Frequently Asked Questions

Why do I need cross-host testing for MCP Apps?

MCP Apps render inside host iframes, and each host (ChatGPT, Claude, VS Code Copilot, Goose, etc.) provides different CSS variables, display mode support, viewport dimensions, and host-specific APIs. An app that looks correct in ChatGPT can break in Claude because of different padding, font stacks, or color tokens. Cross-host testing catches these bugs before your users see them.

What are the main differences between ChatGPT and Claude for MCP Apps?

ChatGPT and Claude differ in CSS variable values (colors, fonts, spacing), display mode behavior (PiP support varies), theme implementation (different dark mode palettes), viewport dimensions at each display mode, and host-specific APIs. ChatGPT provides useRequestCheckout, useUploadFile, and useRequestModal through sunpeak/chatgpt. Claude has its own connector-specific features. The core MCP Apps protocol (useToolData, useAppState, useDisplayMode, SafeArea) works identically across both.

How do I run MCP App tests against both ChatGPT and Claude?

Use defineConfig() from sunpeak/test/config in your playwright.config.ts. It creates separate Playwright projects for each host automatically. Every test runs once per host, and the test report shows [chatgpt] or [claude] prefixes so you can see which host failed. No paid accounts or API credits required.

How do I test host-specific feature detection in MCP Apps?

Use isChatGPT() and isClaude() runtime checks in your components, then write tests that verify both code paths. In ChatGPT host tests, assert the host-specific UI renders (e.g., a native checkout button). In Claude host tests, assert the fallback renders instead (e.g., a standard link). The inspector fixture provides inspector.host so you can write conditional assertions per host.

What is a compatibility test matrix for MCP Apps?

A compatibility test matrix systematically covers the combinations of host (ChatGPT, Claude), display mode (inline, fullscreen, PiP), and theme (light, dark) that your app needs to support. Instead of testing each dimension separately, you identify the combinations that matter most and write tests that cover them. This catches bugs that only appear in specific combinations, like a dark mode layout break in Claude fullscreen.

How do I test CSS differences between ChatGPT and Claude hosts?

Use visual regression tests with pnpm test:visual. Screenshots are saved per host (e.g., __screenshots__/chatgpt/test.png and __screenshots__/claude/test.png), so you maintain separate baselines for each host. For targeted CSS checks, use Playwright locator assertions like toHaveCSS to verify specific properties. Always use host CSS variables (var(--text-primary)) instead of hardcoded colors so your app adapts to each host theme.

Can I skip a test on a specific host?

Yes. Use test.skip(inspector.host === "claude", "reason") to skip a test on Claude, or test.skip(inspector.host === "chatgpt", "reason") to skip on ChatGPT. This is useful for tests that exercise host-specific features not available on all hosts, like PiP mode on hosts that do not support it.

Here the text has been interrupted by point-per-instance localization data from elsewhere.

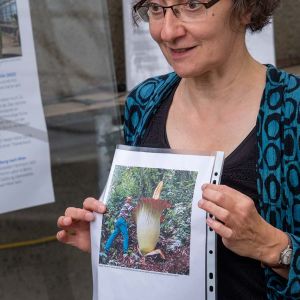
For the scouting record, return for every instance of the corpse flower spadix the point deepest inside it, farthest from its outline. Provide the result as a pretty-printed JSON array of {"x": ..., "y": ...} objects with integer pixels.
[{"x": 147, "y": 216}]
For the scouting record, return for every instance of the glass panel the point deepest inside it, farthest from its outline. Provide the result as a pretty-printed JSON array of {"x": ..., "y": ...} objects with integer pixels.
[{"x": 77, "y": 80}]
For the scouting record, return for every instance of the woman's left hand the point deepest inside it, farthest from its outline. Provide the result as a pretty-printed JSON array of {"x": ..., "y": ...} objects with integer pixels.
[{"x": 238, "y": 222}]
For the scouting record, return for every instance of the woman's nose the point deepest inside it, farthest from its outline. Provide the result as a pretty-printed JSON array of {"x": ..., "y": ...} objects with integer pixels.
[{"x": 171, "y": 27}]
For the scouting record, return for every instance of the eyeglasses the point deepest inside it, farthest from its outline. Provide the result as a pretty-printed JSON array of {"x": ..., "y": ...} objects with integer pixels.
[{"x": 189, "y": 11}]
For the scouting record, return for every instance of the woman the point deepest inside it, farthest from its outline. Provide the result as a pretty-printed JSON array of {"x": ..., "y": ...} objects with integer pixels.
[{"x": 220, "y": 98}]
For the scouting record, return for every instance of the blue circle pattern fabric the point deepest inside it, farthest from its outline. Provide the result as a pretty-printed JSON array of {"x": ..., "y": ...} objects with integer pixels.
[{"x": 278, "y": 166}]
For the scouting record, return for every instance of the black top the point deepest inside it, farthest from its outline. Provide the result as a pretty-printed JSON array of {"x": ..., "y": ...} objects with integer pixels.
[{"x": 237, "y": 277}]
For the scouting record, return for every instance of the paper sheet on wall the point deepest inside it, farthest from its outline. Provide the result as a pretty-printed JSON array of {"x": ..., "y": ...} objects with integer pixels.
[
  {"x": 25, "y": 174},
  {"x": 167, "y": 245},
  {"x": 144, "y": 58}
]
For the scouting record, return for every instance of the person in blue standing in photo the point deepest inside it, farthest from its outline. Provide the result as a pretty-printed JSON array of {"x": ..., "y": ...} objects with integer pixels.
[
  {"x": 219, "y": 97},
  {"x": 121, "y": 226}
]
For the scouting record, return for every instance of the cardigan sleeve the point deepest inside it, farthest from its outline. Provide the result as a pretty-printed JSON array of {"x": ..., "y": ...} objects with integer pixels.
[
  {"x": 279, "y": 172},
  {"x": 281, "y": 288}
]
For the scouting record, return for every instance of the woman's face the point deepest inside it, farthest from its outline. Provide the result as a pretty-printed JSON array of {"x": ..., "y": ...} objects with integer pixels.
[{"x": 194, "y": 48}]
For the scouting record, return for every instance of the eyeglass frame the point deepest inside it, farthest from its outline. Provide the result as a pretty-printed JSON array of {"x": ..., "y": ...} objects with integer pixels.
[{"x": 140, "y": 4}]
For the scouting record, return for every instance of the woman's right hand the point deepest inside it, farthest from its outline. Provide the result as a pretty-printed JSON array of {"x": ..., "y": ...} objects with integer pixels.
[{"x": 75, "y": 224}]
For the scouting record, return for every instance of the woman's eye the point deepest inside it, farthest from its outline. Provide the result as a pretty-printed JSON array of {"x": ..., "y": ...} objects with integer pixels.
[
  {"x": 155, "y": 8},
  {"x": 193, "y": 5}
]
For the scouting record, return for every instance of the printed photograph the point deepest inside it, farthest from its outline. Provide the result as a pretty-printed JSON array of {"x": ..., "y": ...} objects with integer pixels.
[
  {"x": 148, "y": 221},
  {"x": 10, "y": 42}
]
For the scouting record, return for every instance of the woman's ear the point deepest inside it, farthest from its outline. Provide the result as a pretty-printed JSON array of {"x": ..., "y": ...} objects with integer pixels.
[{"x": 246, "y": 18}]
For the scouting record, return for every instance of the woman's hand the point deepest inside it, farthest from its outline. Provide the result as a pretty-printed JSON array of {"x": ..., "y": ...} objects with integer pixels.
[
  {"x": 75, "y": 224},
  {"x": 242, "y": 229}
]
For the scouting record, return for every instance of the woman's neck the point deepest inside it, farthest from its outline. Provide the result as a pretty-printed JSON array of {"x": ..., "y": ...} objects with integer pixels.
[{"x": 225, "y": 84}]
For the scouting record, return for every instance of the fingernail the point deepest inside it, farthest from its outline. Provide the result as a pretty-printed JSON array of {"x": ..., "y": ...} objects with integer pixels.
[
  {"x": 66, "y": 221},
  {"x": 101, "y": 209},
  {"x": 204, "y": 186},
  {"x": 209, "y": 221},
  {"x": 89, "y": 217}
]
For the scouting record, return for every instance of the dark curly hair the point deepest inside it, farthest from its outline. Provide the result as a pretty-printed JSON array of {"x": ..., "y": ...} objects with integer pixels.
[{"x": 260, "y": 10}]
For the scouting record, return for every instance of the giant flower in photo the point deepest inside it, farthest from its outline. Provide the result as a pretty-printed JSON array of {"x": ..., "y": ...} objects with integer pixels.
[{"x": 147, "y": 216}]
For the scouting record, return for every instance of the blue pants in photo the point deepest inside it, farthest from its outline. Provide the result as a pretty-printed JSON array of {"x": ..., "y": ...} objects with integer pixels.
[{"x": 120, "y": 227}]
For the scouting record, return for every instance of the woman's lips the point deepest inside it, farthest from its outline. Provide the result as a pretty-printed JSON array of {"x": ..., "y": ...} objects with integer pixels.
[{"x": 180, "y": 52}]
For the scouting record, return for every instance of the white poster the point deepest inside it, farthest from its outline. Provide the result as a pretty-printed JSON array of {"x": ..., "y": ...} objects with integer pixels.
[
  {"x": 25, "y": 172},
  {"x": 153, "y": 242},
  {"x": 144, "y": 58}
]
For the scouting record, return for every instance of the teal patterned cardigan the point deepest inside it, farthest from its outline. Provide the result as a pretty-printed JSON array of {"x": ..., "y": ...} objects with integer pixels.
[{"x": 278, "y": 165}]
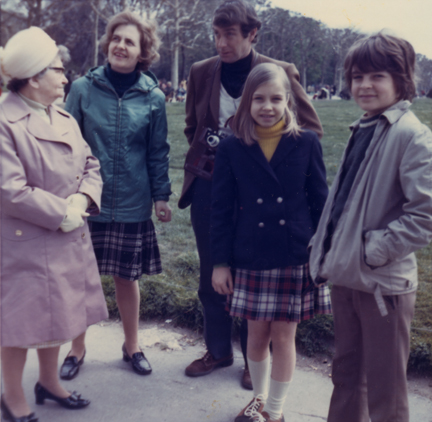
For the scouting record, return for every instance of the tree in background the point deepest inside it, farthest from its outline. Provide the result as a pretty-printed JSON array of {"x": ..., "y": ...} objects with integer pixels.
[{"x": 187, "y": 36}]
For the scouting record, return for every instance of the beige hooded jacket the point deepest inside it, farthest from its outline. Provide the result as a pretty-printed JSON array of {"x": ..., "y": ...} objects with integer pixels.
[{"x": 388, "y": 213}]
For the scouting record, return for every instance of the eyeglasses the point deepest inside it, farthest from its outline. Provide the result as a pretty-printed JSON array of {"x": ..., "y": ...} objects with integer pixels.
[{"x": 59, "y": 70}]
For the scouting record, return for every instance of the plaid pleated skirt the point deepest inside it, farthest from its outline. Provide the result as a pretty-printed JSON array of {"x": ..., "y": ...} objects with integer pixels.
[
  {"x": 280, "y": 294},
  {"x": 126, "y": 250}
]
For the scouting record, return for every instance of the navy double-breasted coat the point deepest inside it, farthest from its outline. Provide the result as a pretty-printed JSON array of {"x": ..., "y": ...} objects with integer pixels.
[{"x": 264, "y": 213}]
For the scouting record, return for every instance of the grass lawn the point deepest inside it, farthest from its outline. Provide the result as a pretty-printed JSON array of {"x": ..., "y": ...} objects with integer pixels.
[{"x": 173, "y": 293}]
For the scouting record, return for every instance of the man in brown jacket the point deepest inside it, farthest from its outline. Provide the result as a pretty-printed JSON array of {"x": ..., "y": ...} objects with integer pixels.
[{"x": 214, "y": 92}]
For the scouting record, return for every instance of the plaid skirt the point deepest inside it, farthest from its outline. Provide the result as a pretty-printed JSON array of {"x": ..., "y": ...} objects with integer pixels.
[
  {"x": 126, "y": 250},
  {"x": 281, "y": 294}
]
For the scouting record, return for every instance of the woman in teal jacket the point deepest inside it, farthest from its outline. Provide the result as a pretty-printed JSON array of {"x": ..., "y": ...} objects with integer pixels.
[{"x": 121, "y": 113}]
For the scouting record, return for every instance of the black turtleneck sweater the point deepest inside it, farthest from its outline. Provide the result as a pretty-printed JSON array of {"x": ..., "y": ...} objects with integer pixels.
[
  {"x": 234, "y": 75},
  {"x": 121, "y": 81}
]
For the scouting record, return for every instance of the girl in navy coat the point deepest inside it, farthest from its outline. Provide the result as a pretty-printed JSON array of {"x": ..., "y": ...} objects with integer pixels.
[{"x": 268, "y": 193}]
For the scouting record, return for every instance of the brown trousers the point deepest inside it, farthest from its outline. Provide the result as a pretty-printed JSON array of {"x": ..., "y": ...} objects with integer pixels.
[{"x": 369, "y": 367}]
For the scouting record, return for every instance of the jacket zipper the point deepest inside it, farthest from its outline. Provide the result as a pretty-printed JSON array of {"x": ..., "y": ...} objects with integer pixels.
[
  {"x": 117, "y": 140},
  {"x": 116, "y": 153}
]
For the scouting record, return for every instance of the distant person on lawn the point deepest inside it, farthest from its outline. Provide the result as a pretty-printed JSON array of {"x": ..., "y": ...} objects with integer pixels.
[
  {"x": 121, "y": 112},
  {"x": 214, "y": 91},
  {"x": 377, "y": 214}
]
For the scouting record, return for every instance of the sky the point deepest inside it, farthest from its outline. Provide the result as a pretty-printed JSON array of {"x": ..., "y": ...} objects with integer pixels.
[{"x": 409, "y": 19}]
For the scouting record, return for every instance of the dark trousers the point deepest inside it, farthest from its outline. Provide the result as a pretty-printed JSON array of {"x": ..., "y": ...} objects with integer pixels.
[
  {"x": 370, "y": 362},
  {"x": 217, "y": 321}
]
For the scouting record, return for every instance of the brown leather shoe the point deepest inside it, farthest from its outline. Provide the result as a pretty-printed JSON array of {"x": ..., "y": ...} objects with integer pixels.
[
  {"x": 246, "y": 380},
  {"x": 207, "y": 364},
  {"x": 251, "y": 411}
]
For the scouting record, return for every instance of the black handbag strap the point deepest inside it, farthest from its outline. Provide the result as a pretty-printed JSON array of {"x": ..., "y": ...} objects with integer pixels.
[{"x": 208, "y": 113}]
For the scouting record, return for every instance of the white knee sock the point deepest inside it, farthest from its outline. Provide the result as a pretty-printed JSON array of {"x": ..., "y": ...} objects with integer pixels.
[
  {"x": 276, "y": 398},
  {"x": 260, "y": 374}
]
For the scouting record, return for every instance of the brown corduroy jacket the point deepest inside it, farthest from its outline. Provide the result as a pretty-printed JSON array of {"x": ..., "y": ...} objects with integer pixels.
[{"x": 202, "y": 107}]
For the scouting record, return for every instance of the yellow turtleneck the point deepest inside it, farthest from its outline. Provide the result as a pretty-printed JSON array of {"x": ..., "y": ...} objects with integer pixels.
[{"x": 269, "y": 137}]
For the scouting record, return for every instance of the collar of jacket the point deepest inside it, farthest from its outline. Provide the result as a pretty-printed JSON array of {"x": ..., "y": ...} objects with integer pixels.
[
  {"x": 146, "y": 82},
  {"x": 392, "y": 114},
  {"x": 16, "y": 109},
  {"x": 214, "y": 75}
]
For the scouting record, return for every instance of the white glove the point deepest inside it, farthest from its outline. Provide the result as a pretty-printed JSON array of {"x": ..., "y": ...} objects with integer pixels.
[
  {"x": 78, "y": 200},
  {"x": 73, "y": 219}
]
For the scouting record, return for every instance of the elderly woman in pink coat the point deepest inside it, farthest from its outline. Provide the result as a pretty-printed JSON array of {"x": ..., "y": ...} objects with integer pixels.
[{"x": 50, "y": 183}]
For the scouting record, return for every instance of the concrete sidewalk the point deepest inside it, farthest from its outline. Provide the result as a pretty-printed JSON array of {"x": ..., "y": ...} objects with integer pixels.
[{"x": 119, "y": 395}]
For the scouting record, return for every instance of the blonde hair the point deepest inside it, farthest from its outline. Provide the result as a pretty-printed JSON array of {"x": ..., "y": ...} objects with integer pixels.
[{"x": 243, "y": 124}]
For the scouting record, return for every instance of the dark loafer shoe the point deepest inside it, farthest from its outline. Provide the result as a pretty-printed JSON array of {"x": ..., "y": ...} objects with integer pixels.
[
  {"x": 70, "y": 368},
  {"x": 74, "y": 401},
  {"x": 8, "y": 416},
  {"x": 207, "y": 364},
  {"x": 139, "y": 362}
]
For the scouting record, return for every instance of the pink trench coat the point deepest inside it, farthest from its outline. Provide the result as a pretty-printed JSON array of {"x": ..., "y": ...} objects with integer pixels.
[{"x": 50, "y": 284}]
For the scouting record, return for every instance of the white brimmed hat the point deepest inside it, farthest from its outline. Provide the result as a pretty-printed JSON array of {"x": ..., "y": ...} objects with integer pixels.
[{"x": 27, "y": 53}]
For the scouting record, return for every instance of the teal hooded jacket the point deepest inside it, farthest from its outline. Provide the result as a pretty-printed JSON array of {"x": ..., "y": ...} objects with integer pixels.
[{"x": 129, "y": 137}]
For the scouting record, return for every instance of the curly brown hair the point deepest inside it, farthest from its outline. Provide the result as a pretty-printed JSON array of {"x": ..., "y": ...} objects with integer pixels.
[
  {"x": 149, "y": 40},
  {"x": 237, "y": 12},
  {"x": 383, "y": 52}
]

How do I test MCP Apps for hosts beyond ChatGPT and Claude?

The MCP Apps protocol is an open standard. Apps built with the core sunpeak API (useToolData, useAppState, useDisplayMode, useHostContext, SafeArea) work on any host that implements the spec, including VS Code via GitHub Copilot, Goose, Postman, and MCPJam. If your tests pass on ChatGPT and Claude, the portable code paths work everywhere. Host-specific features gated behind isChatGPT() or isClaude() only run where the API is available.